Questões não interrogativas

Primeiro que tudo, falamos de uma certa arte contemporânea como problema. Nisso ela interpela-nos. Contudo, mais do que isso, ela interpela-se, fala principalmente de si. Nesse acto, ela infringe-se, é negatividade sobre si própria, não suficientemente política, exteriorizada ou comprometida. Então a sua crítica torna-se conformada porque puro exercício de auto-reflexão. Por sua vez, aquela que não é crítica, está demasiado diluída no quotidiano, correspondendo à célebre premonição de uma estetização da vida, igualmente acomodada. Nisto, não é descabido perguntar se deve caber à arte algum papel minimamente revolucionário, espicaçante de mentalidades. Se sim, será importante perguntar também se o seu enrolamento não corresponderá à necessidade puramente social de o artista distinguir o seu estatuto através de uma produção simbólica hermética e profissional.

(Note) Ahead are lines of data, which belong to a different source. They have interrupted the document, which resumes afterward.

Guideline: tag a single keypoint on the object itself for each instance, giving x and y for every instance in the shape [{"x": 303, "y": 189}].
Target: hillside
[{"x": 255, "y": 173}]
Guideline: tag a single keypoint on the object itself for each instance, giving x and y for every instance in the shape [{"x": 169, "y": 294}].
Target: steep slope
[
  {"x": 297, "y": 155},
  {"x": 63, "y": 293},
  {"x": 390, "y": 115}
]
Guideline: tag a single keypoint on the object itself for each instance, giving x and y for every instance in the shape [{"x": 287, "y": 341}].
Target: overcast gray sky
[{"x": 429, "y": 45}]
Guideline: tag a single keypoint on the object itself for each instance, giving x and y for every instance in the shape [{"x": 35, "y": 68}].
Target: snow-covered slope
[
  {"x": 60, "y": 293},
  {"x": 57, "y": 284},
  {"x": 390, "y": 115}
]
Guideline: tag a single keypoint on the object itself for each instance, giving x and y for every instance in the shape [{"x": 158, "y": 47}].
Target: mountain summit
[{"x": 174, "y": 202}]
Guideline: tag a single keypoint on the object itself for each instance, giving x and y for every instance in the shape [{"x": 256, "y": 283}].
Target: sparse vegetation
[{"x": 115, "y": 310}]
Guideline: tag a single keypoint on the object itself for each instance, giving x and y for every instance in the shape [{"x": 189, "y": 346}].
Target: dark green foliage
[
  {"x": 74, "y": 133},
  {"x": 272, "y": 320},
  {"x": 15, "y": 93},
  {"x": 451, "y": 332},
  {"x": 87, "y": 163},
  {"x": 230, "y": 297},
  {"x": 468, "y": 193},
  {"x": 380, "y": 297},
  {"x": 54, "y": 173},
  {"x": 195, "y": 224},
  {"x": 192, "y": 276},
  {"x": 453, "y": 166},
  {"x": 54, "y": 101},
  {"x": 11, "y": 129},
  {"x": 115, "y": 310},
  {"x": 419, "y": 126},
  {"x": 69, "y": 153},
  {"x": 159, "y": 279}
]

Findando, há que esclarecer que, neste campo, todo o emprego do condicional é meramente reflexivo e, sempre, não performativo.

quinta-feira, julho 06, 2006

A curvatura do tempo

Estando em Sociedade, estamos em afirmação. Sim. Nem mais. Todos os lugares do mundo antes de nós – Natureza – deixaram de existir: agora, estão depois de nós, cheios do nosso toque, da nossa afirmação. Além disso, na própria Sociedade, por mais que nos demos a pequenas recusas, não nos é dado rejeitar nada em absoluto. A revolução como retorno ao zero é privilégio do esquecimento. Os humanos lembram. Assim, a negação é impossível. Não há nada que possamos declinar sem que em parte o aceitemos, ainda que inconscientemente. As estruturas afirmativas envolvem-nos, sustentam-nos os pés, alimentam-nos o "não" que gostaríamos de dar quando olhamos para o prato. No máximo, atingimos um "talvez", cuja coerência está não na recta mas na curva onde se demora o tempo depois de nós.

quarta-feira, julho 05, 2006

A velocidade do riso

Os momentos são velozes quando gostamos deles, e o mais certo é serem lentos quando os queremos fugidios. Assim, o tempo do nosso corpo demora-se na rugosidade das resistências encontradas na sucessão de quadros em catadupa que nos tocam em cada gesto; todavia, quando os obstáculos desaparecem, o mesmo tempo avança por si mesmo sugado pela superfície do riso que voa infinito. Por isso, a alegria é o instante que no momento de o ter já se sabe perdido, porque planante, inconsciente e infantil; mas desejado com as mesmas forças que em tristeza reconhecem a existência de tudo e a influência até do mais mínimo dos terrenos no mais ínfimo dos corpos, onde a eternidade vai cuspindo o monumental fogo que é preciso até para a mais pequena das gargalhadas.